Friday, February 08, 2008

How to Read a Book

Last weekend I had a nice opportunity to run a few household errands and end my time with about an hour at Borders. I had a partially used gift certificate burning a hole in my pocket and needed to get...something. It's not that I don't enjoy being at home. I'm rather a bit of a homebody. It's just that sometime we introverts need to get recharged by getting away from the din of the home team. Even if it means going to a place where there is a crowd of people. At least they're strangers.

The decision to buy a book was a difficult one. I already have several books sitting on my shelf, waiting to be scanned by my eyeballs. Do I really need to get another one? If I do, will it just go to the end of the long line and finally get read some time next year?

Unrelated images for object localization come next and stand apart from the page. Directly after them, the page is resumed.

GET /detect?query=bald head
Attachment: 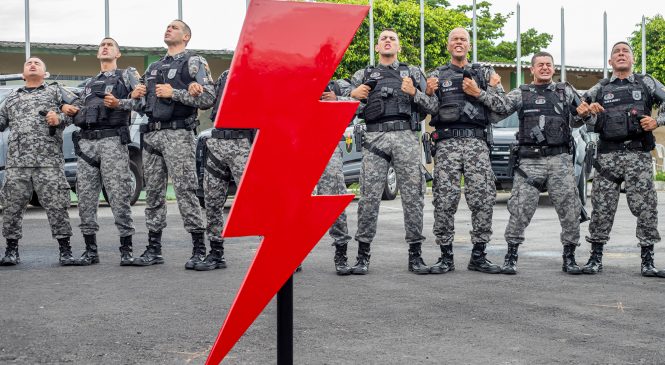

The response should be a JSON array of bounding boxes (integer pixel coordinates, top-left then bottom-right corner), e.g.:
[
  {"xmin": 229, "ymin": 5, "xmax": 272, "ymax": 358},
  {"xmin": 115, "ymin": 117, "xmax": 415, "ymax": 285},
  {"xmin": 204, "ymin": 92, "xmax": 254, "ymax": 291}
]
[
  {"xmin": 447, "ymin": 27, "xmax": 471, "ymax": 62},
  {"xmin": 448, "ymin": 27, "xmax": 470, "ymax": 43}
]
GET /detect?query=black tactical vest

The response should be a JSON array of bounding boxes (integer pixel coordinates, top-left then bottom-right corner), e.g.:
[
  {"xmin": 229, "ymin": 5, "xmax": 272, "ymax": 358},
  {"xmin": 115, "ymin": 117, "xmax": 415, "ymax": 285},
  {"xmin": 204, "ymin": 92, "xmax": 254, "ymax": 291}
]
[
  {"xmin": 76, "ymin": 69, "xmax": 131, "ymax": 129},
  {"xmin": 145, "ymin": 52, "xmax": 197, "ymax": 122},
  {"xmin": 518, "ymin": 83, "xmax": 571, "ymax": 147},
  {"xmin": 362, "ymin": 63, "xmax": 413, "ymax": 124},
  {"xmin": 432, "ymin": 63, "xmax": 488, "ymax": 129},
  {"xmin": 595, "ymin": 75, "xmax": 654, "ymax": 145}
]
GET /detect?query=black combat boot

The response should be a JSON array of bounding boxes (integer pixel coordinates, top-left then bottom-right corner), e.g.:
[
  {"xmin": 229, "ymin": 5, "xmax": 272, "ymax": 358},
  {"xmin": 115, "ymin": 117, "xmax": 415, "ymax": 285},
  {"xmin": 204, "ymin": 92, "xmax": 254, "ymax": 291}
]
[
  {"xmin": 408, "ymin": 243, "xmax": 430, "ymax": 274},
  {"xmin": 351, "ymin": 242, "xmax": 371, "ymax": 275},
  {"xmin": 468, "ymin": 243, "xmax": 501, "ymax": 274},
  {"xmin": 77, "ymin": 234, "xmax": 99, "ymax": 266},
  {"xmin": 195, "ymin": 239, "xmax": 226, "ymax": 271},
  {"xmin": 0, "ymin": 239, "xmax": 20, "ymax": 266},
  {"xmin": 185, "ymin": 232, "xmax": 206, "ymax": 270},
  {"xmin": 430, "ymin": 244, "xmax": 454, "ymax": 274},
  {"xmin": 640, "ymin": 245, "xmax": 665, "ymax": 278},
  {"xmin": 58, "ymin": 237, "xmax": 78, "ymax": 266},
  {"xmin": 582, "ymin": 243, "xmax": 603, "ymax": 274},
  {"xmin": 133, "ymin": 231, "xmax": 164, "ymax": 266},
  {"xmin": 119, "ymin": 235, "xmax": 134, "ymax": 266},
  {"xmin": 333, "ymin": 243, "xmax": 351, "ymax": 276},
  {"xmin": 501, "ymin": 244, "xmax": 519, "ymax": 275},
  {"xmin": 562, "ymin": 245, "xmax": 583, "ymax": 275}
]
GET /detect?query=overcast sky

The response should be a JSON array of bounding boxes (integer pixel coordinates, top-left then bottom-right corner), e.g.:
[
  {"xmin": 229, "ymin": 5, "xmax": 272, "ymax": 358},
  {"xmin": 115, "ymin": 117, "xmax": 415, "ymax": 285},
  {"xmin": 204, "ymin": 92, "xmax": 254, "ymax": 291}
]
[{"xmin": 0, "ymin": 0, "xmax": 661, "ymax": 68}]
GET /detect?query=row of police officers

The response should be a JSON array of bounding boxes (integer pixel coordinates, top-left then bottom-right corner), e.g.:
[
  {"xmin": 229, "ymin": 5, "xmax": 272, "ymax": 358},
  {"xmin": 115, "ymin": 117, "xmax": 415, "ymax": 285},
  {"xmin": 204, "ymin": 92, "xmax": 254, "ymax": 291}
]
[{"xmin": 1, "ymin": 22, "xmax": 664, "ymax": 278}]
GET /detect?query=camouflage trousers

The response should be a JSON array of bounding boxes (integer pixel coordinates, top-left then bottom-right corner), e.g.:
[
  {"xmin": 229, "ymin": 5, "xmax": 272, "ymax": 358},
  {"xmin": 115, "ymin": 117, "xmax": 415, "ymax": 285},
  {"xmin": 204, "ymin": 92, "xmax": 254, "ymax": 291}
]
[
  {"xmin": 76, "ymin": 136, "xmax": 135, "ymax": 237},
  {"xmin": 432, "ymin": 137, "xmax": 495, "ymax": 246},
  {"xmin": 587, "ymin": 151, "xmax": 659, "ymax": 247},
  {"xmin": 142, "ymin": 129, "xmax": 204, "ymax": 234},
  {"xmin": 355, "ymin": 130, "xmax": 425, "ymax": 245},
  {"xmin": 204, "ymin": 137, "xmax": 250, "ymax": 240},
  {"xmin": 2, "ymin": 167, "xmax": 72, "ymax": 240},
  {"xmin": 316, "ymin": 147, "xmax": 351, "ymax": 246},
  {"xmin": 505, "ymin": 154, "xmax": 580, "ymax": 246}
]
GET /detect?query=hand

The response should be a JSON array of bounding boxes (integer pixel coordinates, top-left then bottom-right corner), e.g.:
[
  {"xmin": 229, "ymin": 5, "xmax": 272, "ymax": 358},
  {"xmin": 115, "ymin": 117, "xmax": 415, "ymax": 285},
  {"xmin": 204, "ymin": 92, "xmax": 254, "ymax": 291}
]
[
  {"xmin": 425, "ymin": 77, "xmax": 439, "ymax": 96},
  {"xmin": 188, "ymin": 82, "xmax": 203, "ymax": 97},
  {"xmin": 103, "ymin": 93, "xmax": 120, "ymax": 108},
  {"xmin": 155, "ymin": 83, "xmax": 174, "ymax": 99},
  {"xmin": 640, "ymin": 116, "xmax": 658, "ymax": 131},
  {"xmin": 589, "ymin": 102, "xmax": 605, "ymax": 114},
  {"xmin": 46, "ymin": 111, "xmax": 60, "ymax": 126},
  {"xmin": 462, "ymin": 77, "xmax": 481, "ymax": 98},
  {"xmin": 576, "ymin": 101, "xmax": 592, "ymax": 118},
  {"xmin": 351, "ymin": 85, "xmax": 370, "ymax": 100},
  {"xmin": 131, "ymin": 84, "xmax": 146, "ymax": 99},
  {"xmin": 321, "ymin": 91, "xmax": 337, "ymax": 101},
  {"xmin": 401, "ymin": 77, "xmax": 416, "ymax": 97},
  {"xmin": 61, "ymin": 104, "xmax": 79, "ymax": 116},
  {"xmin": 489, "ymin": 72, "xmax": 501, "ymax": 87}
]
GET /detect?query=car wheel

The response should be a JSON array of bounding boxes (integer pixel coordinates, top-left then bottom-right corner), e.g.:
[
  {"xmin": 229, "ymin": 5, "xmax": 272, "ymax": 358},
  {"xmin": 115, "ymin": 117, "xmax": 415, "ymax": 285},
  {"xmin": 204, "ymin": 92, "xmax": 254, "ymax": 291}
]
[
  {"xmin": 102, "ymin": 160, "xmax": 143, "ymax": 206},
  {"xmin": 381, "ymin": 164, "xmax": 398, "ymax": 200}
]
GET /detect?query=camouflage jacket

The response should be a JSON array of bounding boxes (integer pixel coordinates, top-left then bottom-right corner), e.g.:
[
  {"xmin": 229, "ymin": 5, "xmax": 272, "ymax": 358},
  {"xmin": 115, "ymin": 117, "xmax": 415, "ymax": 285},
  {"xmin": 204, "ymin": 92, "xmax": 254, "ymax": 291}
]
[
  {"xmin": 142, "ymin": 50, "xmax": 216, "ymax": 111},
  {"xmin": 74, "ymin": 67, "xmax": 143, "ymax": 112},
  {"xmin": 480, "ymin": 81, "xmax": 584, "ymax": 128},
  {"xmin": 0, "ymin": 82, "xmax": 71, "ymax": 168}
]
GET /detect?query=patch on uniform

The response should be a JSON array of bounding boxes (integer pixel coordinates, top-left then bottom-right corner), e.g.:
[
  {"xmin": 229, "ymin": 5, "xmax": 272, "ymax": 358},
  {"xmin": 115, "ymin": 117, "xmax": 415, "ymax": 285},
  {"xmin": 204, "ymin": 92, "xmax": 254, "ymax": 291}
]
[
  {"xmin": 105, "ymin": 85, "xmax": 114, "ymax": 94},
  {"xmin": 151, "ymin": 69, "xmax": 158, "ymax": 76},
  {"xmin": 370, "ymin": 72, "xmax": 380, "ymax": 79},
  {"xmin": 441, "ymin": 80, "xmax": 453, "ymax": 87},
  {"xmin": 535, "ymin": 96, "xmax": 546, "ymax": 105},
  {"xmin": 85, "ymin": 87, "xmax": 91, "ymax": 94},
  {"xmin": 345, "ymin": 132, "xmax": 353, "ymax": 153},
  {"xmin": 167, "ymin": 68, "xmax": 177, "ymax": 79},
  {"xmin": 632, "ymin": 90, "xmax": 642, "ymax": 100},
  {"xmin": 399, "ymin": 70, "xmax": 409, "ymax": 78},
  {"xmin": 604, "ymin": 93, "xmax": 614, "ymax": 101}
]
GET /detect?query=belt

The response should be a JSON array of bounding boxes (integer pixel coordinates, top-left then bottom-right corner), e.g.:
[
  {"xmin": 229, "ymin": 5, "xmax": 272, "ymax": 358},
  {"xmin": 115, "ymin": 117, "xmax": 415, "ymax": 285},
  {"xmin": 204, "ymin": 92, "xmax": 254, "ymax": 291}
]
[
  {"xmin": 597, "ymin": 140, "xmax": 646, "ymax": 154},
  {"xmin": 518, "ymin": 145, "xmax": 569, "ymax": 158},
  {"xmin": 365, "ymin": 120, "xmax": 411, "ymax": 132},
  {"xmin": 140, "ymin": 119, "xmax": 190, "ymax": 132},
  {"xmin": 431, "ymin": 128, "xmax": 485, "ymax": 141},
  {"xmin": 79, "ymin": 129, "xmax": 119, "ymax": 140},
  {"xmin": 211, "ymin": 129, "xmax": 253, "ymax": 140}
]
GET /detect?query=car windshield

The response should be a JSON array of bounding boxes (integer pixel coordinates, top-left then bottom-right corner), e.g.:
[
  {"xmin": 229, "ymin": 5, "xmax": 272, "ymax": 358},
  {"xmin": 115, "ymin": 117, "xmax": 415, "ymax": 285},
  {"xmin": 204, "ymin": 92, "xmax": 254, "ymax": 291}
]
[
  {"xmin": 495, "ymin": 112, "xmax": 519, "ymax": 128},
  {"xmin": 0, "ymin": 88, "xmax": 12, "ymax": 103}
]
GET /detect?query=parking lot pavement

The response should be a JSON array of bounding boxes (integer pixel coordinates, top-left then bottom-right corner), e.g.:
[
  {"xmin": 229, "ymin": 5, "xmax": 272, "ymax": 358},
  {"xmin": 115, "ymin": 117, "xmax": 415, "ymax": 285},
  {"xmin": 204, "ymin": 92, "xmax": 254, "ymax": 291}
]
[{"xmin": 1, "ymin": 193, "xmax": 665, "ymax": 364}]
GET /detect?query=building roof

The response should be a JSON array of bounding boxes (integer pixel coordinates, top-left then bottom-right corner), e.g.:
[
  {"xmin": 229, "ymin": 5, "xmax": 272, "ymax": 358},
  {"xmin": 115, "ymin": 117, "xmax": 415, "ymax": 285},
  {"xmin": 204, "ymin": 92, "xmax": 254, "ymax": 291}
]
[
  {"xmin": 0, "ymin": 40, "xmax": 233, "ymax": 59},
  {"xmin": 479, "ymin": 61, "xmax": 604, "ymax": 73}
]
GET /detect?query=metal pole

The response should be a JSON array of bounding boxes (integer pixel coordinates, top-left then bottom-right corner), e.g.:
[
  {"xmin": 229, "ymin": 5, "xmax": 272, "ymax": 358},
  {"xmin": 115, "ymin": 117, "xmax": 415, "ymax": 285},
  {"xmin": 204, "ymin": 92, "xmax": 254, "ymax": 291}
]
[
  {"xmin": 369, "ymin": 0, "xmax": 374, "ymax": 66},
  {"xmin": 420, "ymin": 0, "xmax": 425, "ymax": 69},
  {"xmin": 642, "ymin": 15, "xmax": 647, "ymax": 75},
  {"xmin": 560, "ymin": 7, "xmax": 566, "ymax": 82},
  {"xmin": 516, "ymin": 3, "xmax": 521, "ymax": 86},
  {"xmin": 246, "ymin": 0, "xmax": 250, "ymax": 8},
  {"xmin": 472, "ymin": 0, "xmax": 477, "ymax": 63},
  {"xmin": 24, "ymin": 0, "xmax": 30, "ymax": 59},
  {"xmin": 104, "ymin": 0, "xmax": 109, "ymax": 37},
  {"xmin": 178, "ymin": 0, "xmax": 183, "ymax": 19},
  {"xmin": 603, "ymin": 12, "xmax": 608, "ymax": 78},
  {"xmin": 277, "ymin": 275, "xmax": 293, "ymax": 365}
]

As I approached the store, there were several boxes outside. There was the $6.99 set of books in boxes on tables on the left hand side of the door, and there was the $3.99 set of books in boxes on tables on the right hand side of the door. I started browsing the $6.99 books. I probably spent a whole half hour outside browsing through the selection.

The first book that grabbed my attention was Opening Day: The Story of Jackie Robinson's First Season. I flipped through this book and thought it looked very interesting. A lot of two things I like in there: baseball, and history. I flipped through, looked at old photos of ball players in their baggy uniforms, with cigarettes hanging out of their months, either smirking at the camera, or looking oblivious to it all together. I held on to that book for a while. It was a hard back and $6.99 seemed pretty good, even though it would leave about $10 on my card. I kept looking.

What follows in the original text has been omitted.